Here's the latest entry in PitchBook's continuing research of the fintech space, with this analyst note providing an update on the most important trends within insurance. In spite of premiums accounting for 7% of US GDP, the operational expertise required to launch a venture in the insurance space remains far higher than that required for other applied technology platforms. The insurance industry in general has bought itself time with huge economies of scale and massive balance sheets due to the favorable quirks of their accounting treatment and business models. Lately, insurers have begun to use their balance sheets to fund corporate venture arms to lead the charge on funding potential disrupters. This phenomenon has emerged as corporate VCs serve as a focal point of innovation between traditional VCs partnering with insurance giants to provide capital, and startups providing innovative technology and ideas to the industry.
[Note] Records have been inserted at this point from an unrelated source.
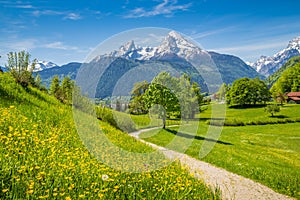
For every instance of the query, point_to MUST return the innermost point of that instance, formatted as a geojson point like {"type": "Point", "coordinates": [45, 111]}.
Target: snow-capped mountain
{"type": "Point", "coordinates": [41, 65]}
{"type": "Point", "coordinates": [268, 65]}
{"type": "Point", "coordinates": [173, 45]}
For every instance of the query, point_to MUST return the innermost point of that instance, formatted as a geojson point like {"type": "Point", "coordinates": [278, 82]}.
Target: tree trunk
{"type": "Point", "coordinates": [164, 122]}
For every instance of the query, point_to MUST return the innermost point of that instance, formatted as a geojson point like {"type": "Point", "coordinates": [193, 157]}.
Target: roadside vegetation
{"type": "Point", "coordinates": [42, 156]}
{"type": "Point", "coordinates": [268, 154]}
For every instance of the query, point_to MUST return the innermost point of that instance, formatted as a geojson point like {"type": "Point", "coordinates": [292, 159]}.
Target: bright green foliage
{"type": "Point", "coordinates": [137, 104]}
{"type": "Point", "coordinates": [272, 109]}
{"type": "Point", "coordinates": [268, 154]}
{"type": "Point", "coordinates": [160, 96]}
{"type": "Point", "coordinates": [67, 87]}
{"type": "Point", "coordinates": [167, 96]}
{"type": "Point", "coordinates": [42, 156]}
{"type": "Point", "coordinates": [18, 64]}
{"type": "Point", "coordinates": [55, 89]}
{"type": "Point", "coordinates": [221, 94]}
{"type": "Point", "coordinates": [247, 91]}
{"type": "Point", "coordinates": [274, 77]}
{"type": "Point", "coordinates": [64, 91]}
{"type": "Point", "coordinates": [189, 97]}
{"type": "Point", "coordinates": [289, 81]}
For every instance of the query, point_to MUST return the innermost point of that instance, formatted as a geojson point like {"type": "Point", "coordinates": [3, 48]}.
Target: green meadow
{"type": "Point", "coordinates": [269, 154]}
{"type": "Point", "coordinates": [42, 156]}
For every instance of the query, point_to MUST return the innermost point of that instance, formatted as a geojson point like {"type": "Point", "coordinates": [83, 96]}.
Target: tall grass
{"type": "Point", "coordinates": [42, 156]}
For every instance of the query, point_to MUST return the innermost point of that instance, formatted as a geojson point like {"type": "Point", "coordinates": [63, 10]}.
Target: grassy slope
{"type": "Point", "coordinates": [268, 154]}
{"type": "Point", "coordinates": [274, 77]}
{"type": "Point", "coordinates": [42, 156]}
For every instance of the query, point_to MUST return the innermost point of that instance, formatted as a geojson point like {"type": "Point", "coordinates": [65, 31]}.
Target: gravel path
{"type": "Point", "coordinates": [232, 186]}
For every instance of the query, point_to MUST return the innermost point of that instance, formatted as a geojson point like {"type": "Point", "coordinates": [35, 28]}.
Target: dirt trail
{"type": "Point", "coordinates": [232, 186]}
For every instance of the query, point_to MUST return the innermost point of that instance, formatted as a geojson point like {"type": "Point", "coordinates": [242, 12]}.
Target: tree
{"type": "Point", "coordinates": [247, 91]}
{"type": "Point", "coordinates": [38, 81]}
{"type": "Point", "coordinates": [19, 66]}
{"type": "Point", "coordinates": [288, 81]}
{"type": "Point", "coordinates": [118, 105]}
{"type": "Point", "coordinates": [67, 87]}
{"type": "Point", "coordinates": [272, 109]}
{"type": "Point", "coordinates": [55, 88]}
{"type": "Point", "coordinates": [161, 92]}
{"type": "Point", "coordinates": [137, 104]}
{"type": "Point", "coordinates": [189, 97]}
{"type": "Point", "coordinates": [222, 92]}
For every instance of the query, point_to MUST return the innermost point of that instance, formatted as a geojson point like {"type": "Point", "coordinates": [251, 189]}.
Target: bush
{"type": "Point", "coordinates": [272, 109]}
{"type": "Point", "coordinates": [117, 119]}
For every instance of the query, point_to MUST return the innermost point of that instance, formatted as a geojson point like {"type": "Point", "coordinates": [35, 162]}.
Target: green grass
{"type": "Point", "coordinates": [144, 121]}
{"type": "Point", "coordinates": [269, 154]}
{"type": "Point", "coordinates": [289, 113]}
{"type": "Point", "coordinates": [42, 156]}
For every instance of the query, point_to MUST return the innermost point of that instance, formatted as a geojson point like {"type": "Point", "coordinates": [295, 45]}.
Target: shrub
{"type": "Point", "coordinates": [272, 109]}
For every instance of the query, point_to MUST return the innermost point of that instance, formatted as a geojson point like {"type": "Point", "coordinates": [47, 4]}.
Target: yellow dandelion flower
{"type": "Point", "coordinates": [100, 195]}
{"type": "Point", "coordinates": [5, 190]}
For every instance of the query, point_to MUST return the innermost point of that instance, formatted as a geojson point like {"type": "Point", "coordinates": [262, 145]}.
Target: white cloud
{"type": "Point", "coordinates": [38, 13]}
{"type": "Point", "coordinates": [72, 16]}
{"type": "Point", "coordinates": [252, 47]}
{"type": "Point", "coordinates": [59, 45]}
{"type": "Point", "coordinates": [21, 45]}
{"type": "Point", "coordinates": [66, 14]}
{"type": "Point", "coordinates": [167, 8]}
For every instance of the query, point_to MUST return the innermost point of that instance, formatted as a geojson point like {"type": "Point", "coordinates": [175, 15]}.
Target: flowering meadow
{"type": "Point", "coordinates": [42, 156]}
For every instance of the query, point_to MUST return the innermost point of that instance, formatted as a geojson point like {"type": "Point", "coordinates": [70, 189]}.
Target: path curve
{"type": "Point", "coordinates": [232, 186]}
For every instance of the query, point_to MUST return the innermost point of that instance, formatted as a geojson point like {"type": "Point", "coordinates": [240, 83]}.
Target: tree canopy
{"type": "Point", "coordinates": [21, 67]}
{"type": "Point", "coordinates": [289, 81]}
{"type": "Point", "coordinates": [166, 96]}
{"type": "Point", "coordinates": [247, 91]}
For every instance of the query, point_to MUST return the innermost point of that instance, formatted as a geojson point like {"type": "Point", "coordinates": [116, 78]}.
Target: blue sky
{"type": "Point", "coordinates": [67, 30]}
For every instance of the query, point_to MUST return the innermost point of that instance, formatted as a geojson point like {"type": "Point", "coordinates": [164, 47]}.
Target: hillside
{"type": "Point", "coordinates": [267, 65]}
{"type": "Point", "coordinates": [274, 77]}
{"type": "Point", "coordinates": [42, 156]}
{"type": "Point", "coordinates": [175, 54]}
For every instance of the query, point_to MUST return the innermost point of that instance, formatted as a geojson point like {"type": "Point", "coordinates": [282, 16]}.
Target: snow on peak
{"type": "Point", "coordinates": [294, 44]}
{"type": "Point", "coordinates": [268, 65]}
{"type": "Point", "coordinates": [172, 44]}
{"type": "Point", "coordinates": [129, 46]}
{"type": "Point", "coordinates": [41, 65]}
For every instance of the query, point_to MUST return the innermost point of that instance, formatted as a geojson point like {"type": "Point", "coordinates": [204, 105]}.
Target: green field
{"type": "Point", "coordinates": [42, 156]}
{"type": "Point", "coordinates": [269, 154]}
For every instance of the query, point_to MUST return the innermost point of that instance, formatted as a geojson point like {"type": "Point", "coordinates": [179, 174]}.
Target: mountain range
{"type": "Point", "coordinates": [269, 65]}
{"type": "Point", "coordinates": [175, 54]}
{"type": "Point", "coordinates": [130, 63]}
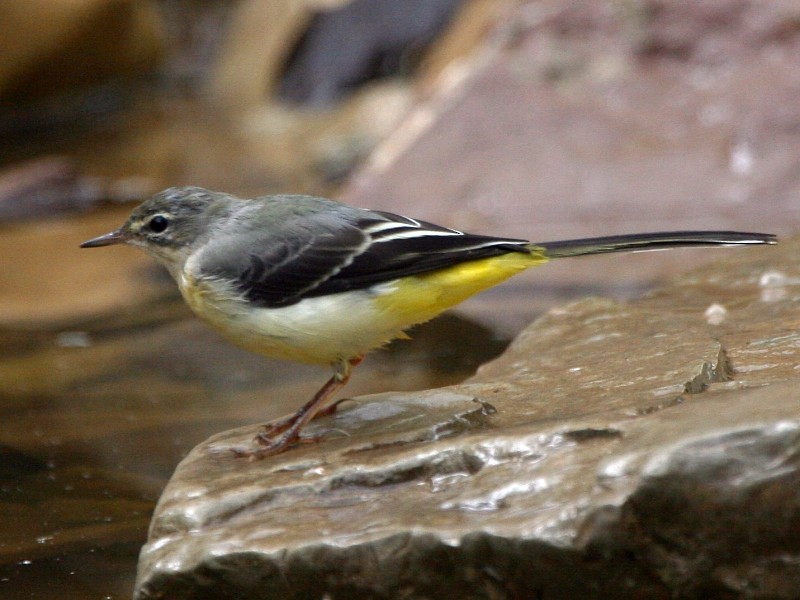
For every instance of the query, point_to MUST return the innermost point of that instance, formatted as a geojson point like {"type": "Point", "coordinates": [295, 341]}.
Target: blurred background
{"type": "Point", "coordinates": [538, 119]}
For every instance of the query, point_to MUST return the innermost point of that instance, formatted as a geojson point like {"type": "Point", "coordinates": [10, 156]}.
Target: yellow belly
{"type": "Point", "coordinates": [330, 329]}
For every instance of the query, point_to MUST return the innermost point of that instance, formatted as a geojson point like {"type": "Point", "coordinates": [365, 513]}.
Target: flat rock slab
{"type": "Point", "coordinates": [649, 449]}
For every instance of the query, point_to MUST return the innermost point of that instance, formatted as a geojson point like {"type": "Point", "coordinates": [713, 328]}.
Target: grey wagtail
{"type": "Point", "coordinates": [316, 281]}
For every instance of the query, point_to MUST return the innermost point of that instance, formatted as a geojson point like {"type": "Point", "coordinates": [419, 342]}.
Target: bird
{"type": "Point", "coordinates": [316, 281]}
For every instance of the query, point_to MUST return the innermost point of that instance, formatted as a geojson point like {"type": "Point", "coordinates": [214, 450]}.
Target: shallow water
{"type": "Point", "coordinates": [101, 398]}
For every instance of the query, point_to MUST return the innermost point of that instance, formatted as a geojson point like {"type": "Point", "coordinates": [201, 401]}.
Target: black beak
{"type": "Point", "coordinates": [108, 239]}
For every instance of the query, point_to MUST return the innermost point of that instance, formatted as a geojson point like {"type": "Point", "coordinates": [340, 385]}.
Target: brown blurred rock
{"type": "Point", "coordinates": [577, 120]}
{"type": "Point", "coordinates": [649, 449]}
{"type": "Point", "coordinates": [51, 47]}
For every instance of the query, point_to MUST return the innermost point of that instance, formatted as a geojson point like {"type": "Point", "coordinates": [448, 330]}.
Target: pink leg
{"type": "Point", "coordinates": [288, 429]}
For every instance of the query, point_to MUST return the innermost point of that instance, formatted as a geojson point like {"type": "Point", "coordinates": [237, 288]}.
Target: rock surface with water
{"type": "Point", "coordinates": [649, 449]}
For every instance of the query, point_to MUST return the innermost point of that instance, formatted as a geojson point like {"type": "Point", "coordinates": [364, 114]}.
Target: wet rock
{"type": "Point", "coordinates": [582, 463]}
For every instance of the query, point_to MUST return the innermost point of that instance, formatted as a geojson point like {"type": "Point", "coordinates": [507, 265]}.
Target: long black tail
{"type": "Point", "coordinates": [653, 241]}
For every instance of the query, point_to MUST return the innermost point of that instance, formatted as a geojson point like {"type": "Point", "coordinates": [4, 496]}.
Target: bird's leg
{"type": "Point", "coordinates": [281, 434]}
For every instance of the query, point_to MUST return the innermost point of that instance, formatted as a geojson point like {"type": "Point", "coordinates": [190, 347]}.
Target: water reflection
{"type": "Point", "coordinates": [97, 411]}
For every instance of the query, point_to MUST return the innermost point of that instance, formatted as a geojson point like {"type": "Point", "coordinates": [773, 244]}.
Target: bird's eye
{"type": "Point", "coordinates": [158, 224]}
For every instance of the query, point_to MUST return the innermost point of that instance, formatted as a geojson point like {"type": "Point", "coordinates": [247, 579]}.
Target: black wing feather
{"type": "Point", "coordinates": [327, 257]}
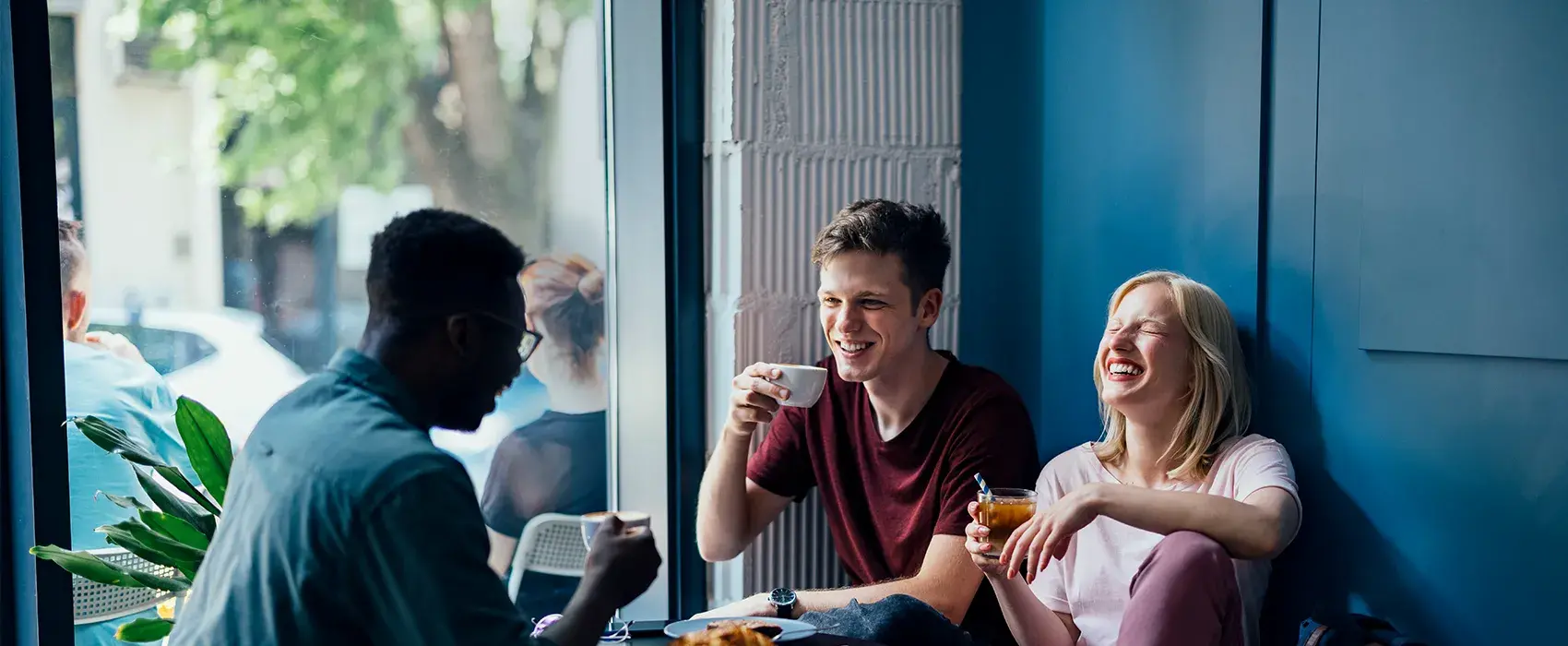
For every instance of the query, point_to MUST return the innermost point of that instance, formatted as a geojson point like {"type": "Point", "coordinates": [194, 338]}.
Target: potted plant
{"type": "Point", "coordinates": [172, 529]}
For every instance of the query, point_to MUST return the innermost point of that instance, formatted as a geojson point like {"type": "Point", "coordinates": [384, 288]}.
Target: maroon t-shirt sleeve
{"type": "Point", "coordinates": [783, 464]}
{"type": "Point", "coordinates": [996, 439]}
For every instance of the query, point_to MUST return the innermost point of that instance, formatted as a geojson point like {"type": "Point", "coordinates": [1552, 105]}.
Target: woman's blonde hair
{"type": "Point", "coordinates": [1218, 399]}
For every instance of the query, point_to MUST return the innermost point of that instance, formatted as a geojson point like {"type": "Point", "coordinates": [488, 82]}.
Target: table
{"type": "Point", "coordinates": [814, 640]}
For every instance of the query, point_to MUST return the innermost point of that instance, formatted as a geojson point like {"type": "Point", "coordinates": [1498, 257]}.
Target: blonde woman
{"type": "Point", "coordinates": [1162, 532]}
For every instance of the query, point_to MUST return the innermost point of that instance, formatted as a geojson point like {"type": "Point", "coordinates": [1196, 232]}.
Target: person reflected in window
{"type": "Point", "coordinates": [560, 461]}
{"type": "Point", "coordinates": [107, 378]}
{"type": "Point", "coordinates": [891, 446]}
{"type": "Point", "coordinates": [1164, 531]}
{"type": "Point", "coordinates": [344, 522]}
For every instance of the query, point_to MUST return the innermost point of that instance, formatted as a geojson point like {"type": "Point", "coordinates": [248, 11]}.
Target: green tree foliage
{"type": "Point", "coordinates": [318, 94]}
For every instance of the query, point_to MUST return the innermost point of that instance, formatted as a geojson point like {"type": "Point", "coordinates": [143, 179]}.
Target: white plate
{"type": "Point", "coordinates": [794, 629]}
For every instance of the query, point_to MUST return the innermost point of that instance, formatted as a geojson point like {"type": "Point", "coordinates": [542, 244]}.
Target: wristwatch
{"type": "Point", "coordinates": [783, 601]}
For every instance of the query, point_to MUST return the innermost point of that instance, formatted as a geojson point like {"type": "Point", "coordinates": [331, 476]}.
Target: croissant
{"type": "Point", "coordinates": [726, 635]}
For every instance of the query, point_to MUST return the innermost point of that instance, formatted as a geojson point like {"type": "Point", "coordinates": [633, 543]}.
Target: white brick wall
{"type": "Point", "coordinates": [815, 103]}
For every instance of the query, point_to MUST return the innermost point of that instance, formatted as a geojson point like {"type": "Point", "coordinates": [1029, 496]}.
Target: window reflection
{"type": "Point", "coordinates": [231, 161]}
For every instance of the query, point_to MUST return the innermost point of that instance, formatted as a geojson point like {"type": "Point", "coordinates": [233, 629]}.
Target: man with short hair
{"type": "Point", "coordinates": [893, 444]}
{"type": "Point", "coordinates": [105, 378]}
{"type": "Point", "coordinates": [344, 522]}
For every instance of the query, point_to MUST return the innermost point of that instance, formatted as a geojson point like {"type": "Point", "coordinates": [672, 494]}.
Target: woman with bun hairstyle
{"type": "Point", "coordinates": [557, 463]}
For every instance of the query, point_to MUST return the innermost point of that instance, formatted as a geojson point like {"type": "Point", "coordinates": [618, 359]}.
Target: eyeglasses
{"type": "Point", "coordinates": [530, 339]}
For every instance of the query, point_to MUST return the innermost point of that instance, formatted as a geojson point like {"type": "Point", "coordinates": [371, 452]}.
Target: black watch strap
{"type": "Point", "coordinates": [783, 601]}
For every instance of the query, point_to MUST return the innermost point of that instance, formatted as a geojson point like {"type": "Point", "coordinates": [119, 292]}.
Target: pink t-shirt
{"type": "Point", "coordinates": [1093, 580]}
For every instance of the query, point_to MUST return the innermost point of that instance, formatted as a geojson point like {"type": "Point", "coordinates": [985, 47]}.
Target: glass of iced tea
{"type": "Point", "coordinates": [1004, 511]}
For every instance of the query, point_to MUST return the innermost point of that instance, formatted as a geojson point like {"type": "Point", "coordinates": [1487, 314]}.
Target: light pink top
{"type": "Point", "coordinates": [1095, 578]}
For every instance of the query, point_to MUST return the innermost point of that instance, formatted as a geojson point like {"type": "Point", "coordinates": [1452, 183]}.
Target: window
{"type": "Point", "coordinates": [228, 166]}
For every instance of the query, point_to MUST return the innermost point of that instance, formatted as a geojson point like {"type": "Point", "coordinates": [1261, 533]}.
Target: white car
{"type": "Point", "coordinates": [215, 358]}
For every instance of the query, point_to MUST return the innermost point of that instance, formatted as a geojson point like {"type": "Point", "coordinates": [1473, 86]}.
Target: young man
{"type": "Point", "coordinates": [344, 522]}
{"type": "Point", "coordinates": [893, 444]}
{"type": "Point", "coordinates": [107, 378]}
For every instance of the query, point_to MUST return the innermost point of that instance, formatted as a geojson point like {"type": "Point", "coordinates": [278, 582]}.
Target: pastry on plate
{"type": "Point", "coordinates": [725, 635]}
{"type": "Point", "coordinates": [767, 629]}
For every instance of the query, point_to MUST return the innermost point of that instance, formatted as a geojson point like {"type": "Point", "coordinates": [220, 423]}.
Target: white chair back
{"type": "Point", "coordinates": [94, 603]}
{"type": "Point", "coordinates": [551, 544]}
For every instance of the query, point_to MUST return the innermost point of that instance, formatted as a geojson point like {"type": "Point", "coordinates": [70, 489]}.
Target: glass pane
{"type": "Point", "coordinates": [228, 165]}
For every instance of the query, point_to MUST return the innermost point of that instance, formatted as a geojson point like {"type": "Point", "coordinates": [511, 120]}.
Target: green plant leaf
{"type": "Point", "coordinates": [116, 441]}
{"type": "Point", "coordinates": [172, 505]}
{"type": "Point", "coordinates": [145, 543]}
{"type": "Point", "coordinates": [174, 529]}
{"type": "Point", "coordinates": [123, 500]}
{"type": "Point", "coordinates": [143, 630]}
{"type": "Point", "coordinates": [87, 567]}
{"type": "Point", "coordinates": [176, 477]}
{"type": "Point", "coordinates": [206, 444]}
{"type": "Point", "coordinates": [98, 569]}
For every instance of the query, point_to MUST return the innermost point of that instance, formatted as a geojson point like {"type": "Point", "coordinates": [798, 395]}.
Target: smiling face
{"type": "Point", "coordinates": [869, 316]}
{"type": "Point", "coordinates": [1144, 367]}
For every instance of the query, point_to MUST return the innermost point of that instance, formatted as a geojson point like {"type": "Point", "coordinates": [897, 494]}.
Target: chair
{"type": "Point", "coordinates": [551, 544]}
{"type": "Point", "coordinates": [94, 603]}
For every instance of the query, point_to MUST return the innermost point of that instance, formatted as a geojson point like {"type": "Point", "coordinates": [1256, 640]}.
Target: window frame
{"type": "Point", "coordinates": [658, 318]}
{"type": "Point", "coordinates": [35, 596]}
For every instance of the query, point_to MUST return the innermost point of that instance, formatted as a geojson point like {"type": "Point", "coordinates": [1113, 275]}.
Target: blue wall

Investor interest around insurtech has remained strong amid an overall slowdown in venture capital and fintech-specific funding activity. The operational and technological expertise required to operate an insurance-focused tech startup pushed many of these business models to later in the cycle.
Given the diversity of niches along the value chain, insurtech has come to include various applications of nascent technology including artificial intelligence, IoT and drones.
Corporate VC arms have been more active in insurance than other industries. One driver of this trend has been recognition of the need for innovation, as well as the fact insurance companies boast large balance sheets, which are already used to make investments to fund claims.